Chesky restructured the company around design thinking: eliminated silos, put designers at the centre of the product process, and built a systematic method for understanding customers. Instead of optimising for short-term revenue, he focused entirely on the quality of the user experience. The company went from losing 80% of its revenue to generating nearly $4 billion in free cash flow the following year. That's what design-led leadership actually looks like.

In short

As AI removes production friction, strategic judgement becomes the real edge. The winning teams will combine AI speed with stronger product taste, clearer principles, and better leadership decisions.

Practical checklist

  • Translate conference insight into one decision your team must make this quarter.
  • Separate trend signal from hype by asking what changes behaviour now.
  • Map which capabilities are now commodity and where your craft edge remains.
  • Set one experiment that combines AI speed with human review standards.
  • Review results after two weeks and decide what to scale or stop.
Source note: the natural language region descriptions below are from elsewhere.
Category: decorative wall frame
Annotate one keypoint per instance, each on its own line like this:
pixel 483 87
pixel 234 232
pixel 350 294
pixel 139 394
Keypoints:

When to use this approach (and when not to)

  • Use this approach when decisions carry customer, revenue, or delivery risk.
  • Use it when multiple teams need consistent quality standards.
  • Use it when you need repeatable outcomes, not one-off output.
  • Do not treat conference headlines as a mandate to rebuild your toolchain overnight.
  • Do not chase every demo feature without naming one decision your team must make this quarter.
  • Do not repeat sharp claims about tools, timelines, or history without sources you can stand behind.

Frequently asked questions

What was the biggest signal from Config 2026?

That AI is rapidly reducing mechanical production work. The highest-value work is shifting to product judgement, systems thinking, and craft decisions that require human context.

Does AI make design craft less important?

No. It makes craft more important. As generation gets easier, teams are judged more on clarity of thinking, quality of decisions, and how well products fit real user and business constraints.

How should product teams act on Config signals right now?

Pick one workflow where AI reduces mechanical effort, define quality checks, and run a short experiment. The goal is decision quality plus delivery speed, not tool excitement.

What capability matters most as generation gets easier?

Judgement. Teams need stronger framing, prioritisation, and taste so generated output serves real product goals.

How do we avoid trend-chasing after conferences?

Translate each trend into one concrete hypothesis, one measurable outcome, and one stop condition before investing further.